It is still possible that this will result in a meaningful investigation. But it is also worth remembering that this is the result of a massive unforced error on Goodell’s part and should not have been necessary. By the time Goodell handed Rice the original two-game suspension, the NFL did not need the video to know that Rice had been arrested, that he had been arrested for punching his wife, that he did not deny punching his wife, that he had entered a pre-trial diversionary program to avoid a conviction, that surveillance video showed him dragging his wife out of an elevator while she was unconscious. It never took much imagination to understand what happened inside that elevator, to realize what it looks like when a 210-pound NFL running back punches his wife in the face.

But the NFL needs everyone to believe now that, despite multiple and detailed reports to the contrary, it didn’t see that footage. It’s not only a terrible look publicly if Goodell or someone else involved in Rice’s disciplinary case saw that video and decided two games counted as a sufficient punishment, it could also raise labor issues over his longer, re-issued punishment for Rice, who is now suspended indefinitely.
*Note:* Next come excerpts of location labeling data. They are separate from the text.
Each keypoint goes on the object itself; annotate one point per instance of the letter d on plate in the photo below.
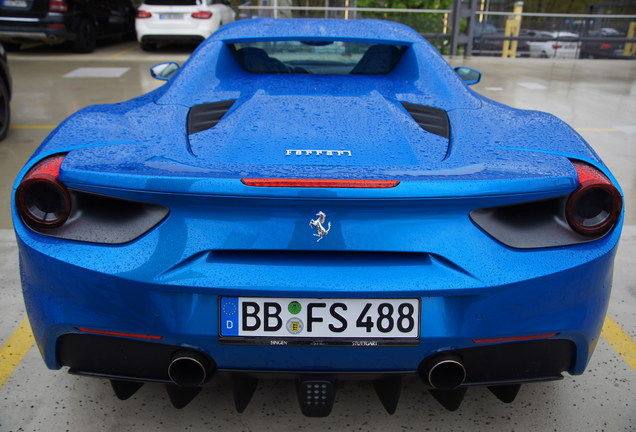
(229, 316)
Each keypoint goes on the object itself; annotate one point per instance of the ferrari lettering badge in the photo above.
(303, 152)
(318, 225)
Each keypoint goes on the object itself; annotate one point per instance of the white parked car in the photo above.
(560, 45)
(179, 21)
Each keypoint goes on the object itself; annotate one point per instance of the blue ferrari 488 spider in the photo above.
(319, 200)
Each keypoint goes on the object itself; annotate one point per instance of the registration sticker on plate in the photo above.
(171, 16)
(302, 321)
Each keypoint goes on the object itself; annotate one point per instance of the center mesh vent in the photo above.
(204, 116)
(433, 120)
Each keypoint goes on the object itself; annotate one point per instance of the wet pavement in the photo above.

And for public relations reasons and perhaps even to save his job, Goodell needs this investigation to convince everyone that he and his league haven’t been lying since Monday.

And so we have reached the point at which the NFL has hired a former FBI director to find out if its office received a package, a package that reportedly contained a video Goodell shouldn’t have needed to see in the first place.

From a public relations standpoint, it probably won’t matter either way. Even if the AP report and all the others are wrong and the NFL didn’t have the video, the questions about how the league managed to avoid obtaining footage that Rice’s attorneys and others apparently had will remain. Still, maybe this investigation will find something, and if it does, someone — maybe even but probably not Goodell — will likely end up under the bus. The NFL, with another PR move aimed at getting it out a hole it keeps on digging, is hoping that by then we’ll all have moved on to something else, preferably something that includes actual football.